Note that $(x, y) =(k^2-k, k-1)$ and $(k^2+3k+1, k+1) $ are solutions to this, and there is no solution with $y = k$. These correspond to the solutions $(x, y) = (2, 1)$ and $(11, 3)$ to the original equation.

This is essentially my previous solution for $k=2$ with slightly more complicated algebra.

$x(x+1) = y(y+1)(y^2+k) =y(y^3+y^2+ky+k) =y^4+y^3+ky^2+ky $

Multiplying by 4, $(2x+1)^2-1 =4y^4+4y^3+4ky^2+4ky $ or $(2x+1)^2 =4y^4+4y^3+4ky^2+4ky+1 $

My goal is to show algebraically that this polynomial in $y$ is between two consecutive squares for large enough $y$.

$(2y^2+y)^2 =4y^4+4y^3+y^2 $.

$\begin{align} (2y^2+y+k)^2 &=4y^4+4y^3+y^2 +2k(2y^2+y)+k^2 \\ &=4y^4+4y^3+(4k+1)y^2+2ky+k^2 \\ \end{align} $.

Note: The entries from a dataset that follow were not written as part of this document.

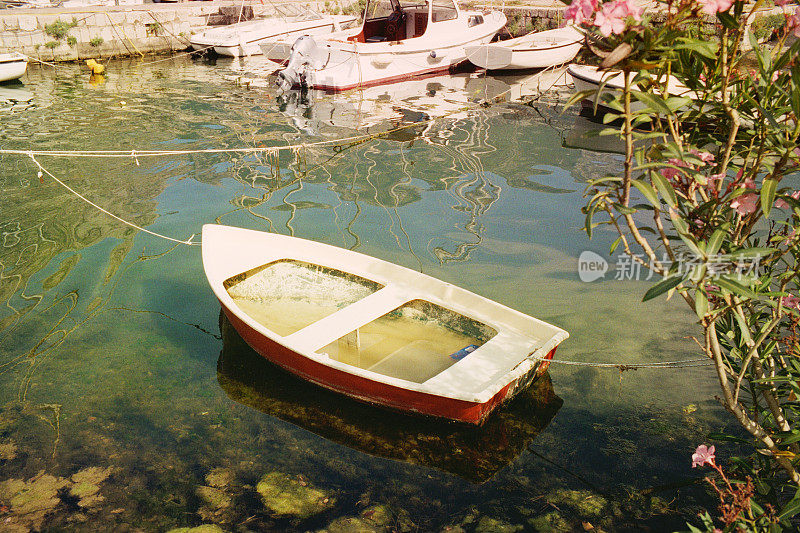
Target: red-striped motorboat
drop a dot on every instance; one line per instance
(373, 330)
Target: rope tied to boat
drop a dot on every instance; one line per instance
(42, 171)
(624, 367)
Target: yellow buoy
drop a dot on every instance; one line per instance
(96, 67)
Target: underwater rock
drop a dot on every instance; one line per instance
(285, 494)
(205, 528)
(215, 498)
(491, 525)
(375, 519)
(30, 501)
(8, 451)
(219, 477)
(87, 485)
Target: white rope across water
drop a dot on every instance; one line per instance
(112, 215)
(686, 363)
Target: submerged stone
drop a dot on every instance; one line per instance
(285, 494)
(219, 477)
(8, 451)
(490, 525)
(585, 503)
(87, 485)
(215, 498)
(205, 528)
(551, 522)
(30, 501)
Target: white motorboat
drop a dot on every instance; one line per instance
(244, 38)
(535, 50)
(372, 330)
(611, 82)
(399, 39)
(12, 66)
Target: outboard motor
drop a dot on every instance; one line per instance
(302, 57)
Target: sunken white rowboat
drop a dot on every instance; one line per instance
(373, 330)
(535, 50)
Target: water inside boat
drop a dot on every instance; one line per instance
(287, 295)
(414, 342)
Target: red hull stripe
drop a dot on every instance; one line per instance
(384, 81)
(366, 389)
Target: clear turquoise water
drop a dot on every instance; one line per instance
(113, 355)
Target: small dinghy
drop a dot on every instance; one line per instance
(12, 66)
(245, 38)
(470, 452)
(372, 330)
(535, 50)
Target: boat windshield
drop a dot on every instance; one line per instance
(415, 342)
(381, 9)
(287, 295)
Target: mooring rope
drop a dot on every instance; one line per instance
(112, 215)
(686, 363)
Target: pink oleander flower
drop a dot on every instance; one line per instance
(792, 302)
(713, 180)
(613, 16)
(790, 237)
(745, 204)
(669, 172)
(581, 11)
(703, 455)
(782, 204)
(705, 157)
(711, 7)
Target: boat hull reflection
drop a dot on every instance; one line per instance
(474, 454)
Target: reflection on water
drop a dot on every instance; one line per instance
(475, 454)
(108, 369)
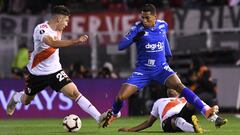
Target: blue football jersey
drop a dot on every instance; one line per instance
(152, 48)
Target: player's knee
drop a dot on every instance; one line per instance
(121, 98)
(26, 102)
(74, 95)
(179, 87)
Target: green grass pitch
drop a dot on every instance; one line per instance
(89, 127)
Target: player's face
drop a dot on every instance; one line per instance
(63, 22)
(148, 19)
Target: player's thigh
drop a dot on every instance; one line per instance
(174, 82)
(34, 84)
(138, 80)
(70, 90)
(26, 99)
(126, 91)
(60, 80)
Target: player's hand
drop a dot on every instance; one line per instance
(138, 36)
(123, 130)
(83, 39)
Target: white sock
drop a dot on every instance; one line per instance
(213, 117)
(17, 97)
(88, 107)
(184, 125)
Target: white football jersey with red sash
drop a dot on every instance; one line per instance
(167, 107)
(44, 59)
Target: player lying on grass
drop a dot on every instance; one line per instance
(153, 50)
(175, 114)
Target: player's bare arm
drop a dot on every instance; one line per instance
(146, 124)
(64, 43)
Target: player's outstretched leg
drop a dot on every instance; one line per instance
(196, 125)
(220, 122)
(110, 117)
(104, 118)
(11, 105)
(16, 98)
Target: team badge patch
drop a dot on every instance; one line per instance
(42, 31)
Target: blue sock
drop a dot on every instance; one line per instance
(117, 105)
(193, 99)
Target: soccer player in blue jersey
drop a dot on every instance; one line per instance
(150, 37)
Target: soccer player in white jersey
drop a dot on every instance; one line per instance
(44, 66)
(175, 114)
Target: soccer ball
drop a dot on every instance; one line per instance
(72, 123)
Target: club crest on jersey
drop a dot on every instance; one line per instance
(161, 26)
(159, 46)
(42, 31)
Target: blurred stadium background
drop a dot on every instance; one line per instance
(203, 34)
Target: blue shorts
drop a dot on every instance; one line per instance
(140, 78)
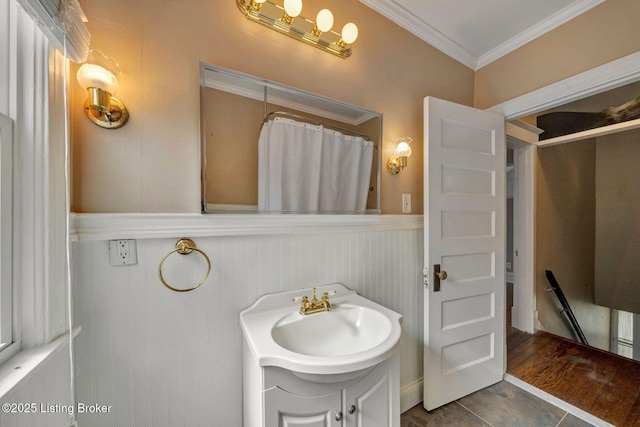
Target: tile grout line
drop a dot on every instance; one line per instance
(474, 414)
(562, 419)
(559, 403)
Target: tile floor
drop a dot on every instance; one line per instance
(502, 404)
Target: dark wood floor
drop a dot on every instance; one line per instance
(601, 383)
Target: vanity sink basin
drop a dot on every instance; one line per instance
(346, 329)
(355, 334)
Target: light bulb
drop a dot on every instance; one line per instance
(403, 149)
(293, 7)
(92, 75)
(324, 20)
(349, 33)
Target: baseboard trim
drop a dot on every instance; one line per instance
(577, 412)
(411, 394)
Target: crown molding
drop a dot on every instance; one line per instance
(401, 16)
(611, 75)
(423, 30)
(557, 19)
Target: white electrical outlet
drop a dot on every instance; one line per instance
(122, 252)
(406, 203)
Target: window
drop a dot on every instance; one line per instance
(6, 230)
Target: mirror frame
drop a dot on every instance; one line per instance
(268, 84)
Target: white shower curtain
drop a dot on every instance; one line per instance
(308, 168)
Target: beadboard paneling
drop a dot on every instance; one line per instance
(163, 358)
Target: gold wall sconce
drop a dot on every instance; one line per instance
(287, 20)
(98, 77)
(401, 153)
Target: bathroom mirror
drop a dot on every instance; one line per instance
(239, 110)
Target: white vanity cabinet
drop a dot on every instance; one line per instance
(370, 398)
(337, 367)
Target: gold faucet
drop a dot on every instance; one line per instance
(315, 305)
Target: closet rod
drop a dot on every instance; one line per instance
(317, 122)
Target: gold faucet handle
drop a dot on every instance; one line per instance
(305, 302)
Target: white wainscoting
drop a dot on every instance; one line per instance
(46, 386)
(163, 358)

$\begin{align} (2y^2+y+k-1)^2 &=4y^4+4y^3+y^2 +2(k-1)(2y^2+y)+(k-1)^2 \\ &=4y^4+4y^3+(4k-3)y^2+(2k-2)y+(k-1)^2 \\ \end{align} $.

For $(2x+1)^2$ to be between these consecutive squares, we need $(4k-3)y^2+(2k-2)y+(k-1)^2 <4ky^2+4ky+1 <(4k+1)y^2+2ky+k^2 $.

The first inequality is $0 <3y^2+(2k+2)y-(k-1)^2+1 $ or $y(3y+2k+2) >k(k-2) $ and this is certainly true for $y \ge k$.

For the second inequality to be true, we need $4ky^2+4ky+1 <(4k+1)y^2+2ky+k^2 $ or $y^2-2ky+k^2-1 > 0 $ or $(y-k)^2-1 > 0$. This is true for $y \ge k+2$, so the equation has no solution for $y \ge k+2$.

If $y=k-1$, the right side is $k(k-1)((k-1)^2+k) =(k^2-k)(k^2-k+1) $, so $x=k^2-k$, $y=k-1$ is a solution.

Similarly, if $y=k+1$, the right side is $(k+1)(k+2)((k+1)^2+k) =(k^2+3k+2)(k^2+3k+1) $, so $x=k^2+3k+1$, $y=k+1$ is a solution.

If $y=k$, the equation is $x(x+1) = k(k+1)(k^2+k) = (k^2+k)^2 $, or $(2x+1)^2-1 = (2k^2+2k)^2 $, which has no solutions for $k \ge 1$.